Máynez's paintings are executed in somewhat
incandescent colors, which evoke ancestral mysteries and
primitive rhythms, invested in modern attire. He represents
simultaneously what I would denominate as the paradox of a
"prodigal economy," which doesn't allow itself to become
completely immersed in the completely austere asceticism of a
minimalistic form of expression, or in the confusion and excesses
which we so often find in the unbridled followers of the opposite
modality of expression.

In my opinion, mystery and awe are the most recurrent inspiring
springboards of his works. His extensive travels seem to have
played quite an important role in helping satisfy his search for
the remote and the primeval. The perfect synchronization between
the dark and almost monochromatic renditions of his works
inspired by the Greek and Egyptian relics of antiquity create a
quasi-religious atmosphere, which seems to exude from them. It
makes us ponder at what strange thoughts and visions, which
resist the capacity to be captured except by the creative soul
itself, were resting, or maybe taking flight through his soul
while he was creating them. For, no matter what our emotions upon
encountering a work of art may be, the original spark of the
mystery that gives rise to it is doomed to remain forever
somewhat elusive, and enclosed within the artist's soul. Luckily,
some artists, like for example Mr.
Máynez, have the remarkable
capacity to be able to transmit as much of the mystery as seems
possible in this dimension we dwell in.

Sometimes Mr.
Máynez's palette takes a rather surrealistic
investiture. Yet, it it is a very personal form of surrealism;
much more direct and less overdone or somber than many works
belonging to that category. As an example of this, I am
especially impressed by his work entitled "Mártir".
It is replete with some of the strange, many times bird-like creatures,
and other life forms that populate many of his works. Yet,
somehow these are not necessarily or mostly intimidating, but
rather unusual and colorful creatures. The balance of forms
throughout the canvas and the wonderfully luminous distribution
of colors within it, whose values are extremely well attuned to
one another, helping create a sort of symphony in color,
contribute to render it a very special masterpiece.

Máynez very often presents us with Greek and Egyptian themes
and symbols. "Sosteniendo la Catástrofe", "Los Antagonistas", "Urna",
and "Pompeii" are examples of this.
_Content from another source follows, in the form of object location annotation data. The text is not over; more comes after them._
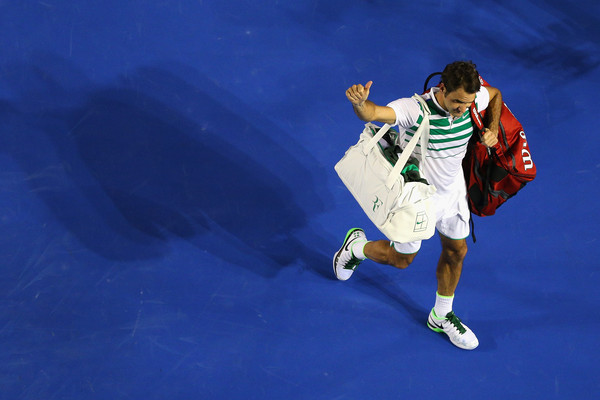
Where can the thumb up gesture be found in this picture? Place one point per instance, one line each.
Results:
(358, 94)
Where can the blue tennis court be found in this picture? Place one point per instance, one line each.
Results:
(169, 207)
All of these are
rather dark and mysterious, yet not exactly somber. There is
always a certain elusive and undefinable expression of hope
emanating from them; one might even claim, even from their own
basic darkness. The same is usually attenuated by the appearance
of some form or semblance of light, usually attained through the
use of white, light grays or blues, contrasting and/or breaking
forth through them.

In "Basaseachic" we encounter a wonderful contrast of dark and
light, where even though the center of the canvas is quite dark
and actually somber, it is majestically contrasted by a light
panorama on the left and a mysterious white figure on the right,
which once more point towards a spirit of hopefulness within the
whole enigmatic milieu.

Other of Mr.
Máynez's paintings show a proliferation of minute
details taken out of their larger context and reigning in the
midst of rather fantastic and colorful scenarios, where by the
way, the colors never compete, but rather collude with one
another in order to create the fantastic atmosphere that pervades
them. "Con Decoro", "Autumn in New York", and
"Civilización Burbujeante" are wonderful
examples of this.

In another painting musical symbols pervade the canvas, thus
empowering us to capture the feeling of the "Times Square
Musician", in the midst of everything else that is probably
simultaneously taking place there at the time.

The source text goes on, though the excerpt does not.